Cross-domain communication in MAEL flows through typed events on Redis Streams, not synchronous service-to-service calls. A consumer that needs a result subscribes to an event; it never calls the producer directly.

Publishing

Every event publishes through core/events/publisher.py against a typed catalog (core/events/catalog.py, 30 event types) — there’s no ad-hoc redis.xadd() scattered through the codebase. Streams are bounded (MAXLEN ~10_000) so an extended consumer outage can’t grow a stream unbounded, at the cost of a real, monitored tradeoff: very high publish volume during a long outage can trim undelivered events at the tail.

Consumer groups and the PEL

Redis Streams’ consumer-group model tracks delivered-but-unacknowledged messages in a Pending Entries List (PEL). A message is only removed from the PEL on explicit ACK — a consumer that crashes mid-handler leaves its in-flight message there, recoverable.
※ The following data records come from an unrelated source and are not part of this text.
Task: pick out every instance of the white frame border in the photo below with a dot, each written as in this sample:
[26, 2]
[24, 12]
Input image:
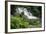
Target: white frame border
[25, 29]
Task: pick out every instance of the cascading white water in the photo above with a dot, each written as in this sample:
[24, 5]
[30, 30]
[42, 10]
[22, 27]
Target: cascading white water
[26, 13]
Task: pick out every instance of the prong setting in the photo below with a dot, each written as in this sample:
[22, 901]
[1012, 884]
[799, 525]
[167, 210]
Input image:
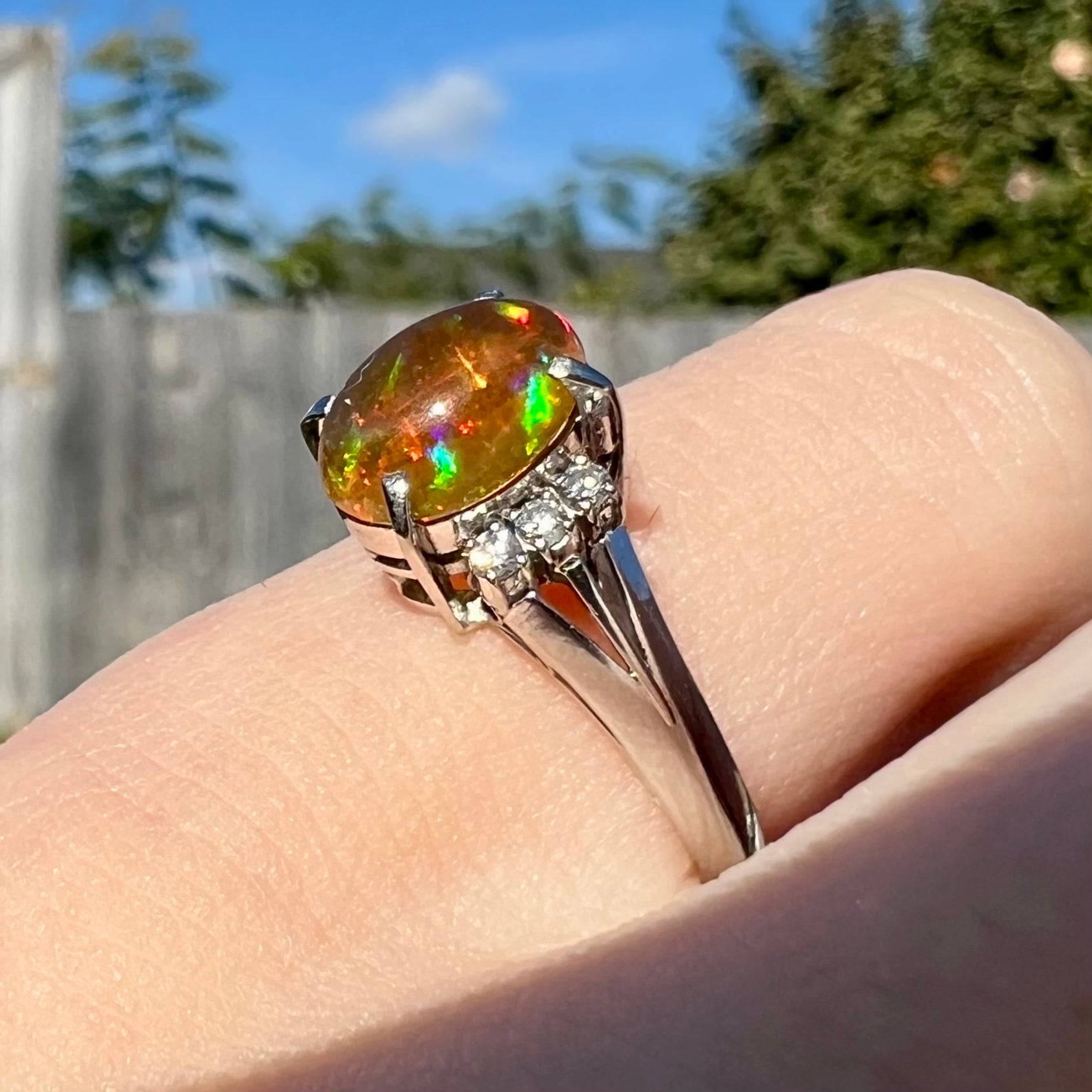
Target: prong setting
[311, 423]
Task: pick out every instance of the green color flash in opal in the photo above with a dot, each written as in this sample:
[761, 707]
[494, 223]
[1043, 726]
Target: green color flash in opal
[461, 402]
[446, 467]
[538, 404]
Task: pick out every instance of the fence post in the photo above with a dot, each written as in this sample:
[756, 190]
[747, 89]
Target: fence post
[31, 125]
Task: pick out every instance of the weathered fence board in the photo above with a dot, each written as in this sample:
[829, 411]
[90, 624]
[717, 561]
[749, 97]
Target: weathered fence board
[30, 343]
[183, 475]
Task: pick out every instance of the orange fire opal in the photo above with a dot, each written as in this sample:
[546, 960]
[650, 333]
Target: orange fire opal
[461, 401]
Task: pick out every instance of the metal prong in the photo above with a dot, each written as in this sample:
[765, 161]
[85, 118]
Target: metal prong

Surviving a rolling deploy

Consumer identities are pod-unique ({hostname}-{pid}). Naively, that means every rolling deploy — every pod replacement — permanently orphans that pod’s PEL entries, since no future consumer shares its identity to reclaim them. EventBus.claim_stale() fixes this with XAUTOCLAIM (compatible with both Redis 6.2 and 7 reply shapes): every EventConsumer runs a reclaim sweep at startup (a fresh pod immediately rescues its rolled-over predecessor’s PEL entries) and every 60 seconds thereafter (entries idle more than 5 minutes). A slow-but-alive consumer’s in-flight entry is never stolen — only genuinely abandoned entries move.

Dead-letter queue

A message that exhausts its retry budget — poison message, permanently failing handler — moves to the DLQ instead of retrying forever or being silently dropped. The payload is preserved; replay is a documented runbook procedure, not a data-loss event.

Idempotent consumption

Event consumption is the third layer of MAEL’s idempotency design (after the Redis lock and the unique run-log constraint — see AI Agents): a duplicate delivery of the same event (redelivery after a crash, or an XAUTOCLAIM reclaim racing a slow-but-still-alive original consumer) cannot cause the handler’s side effects to apply twice.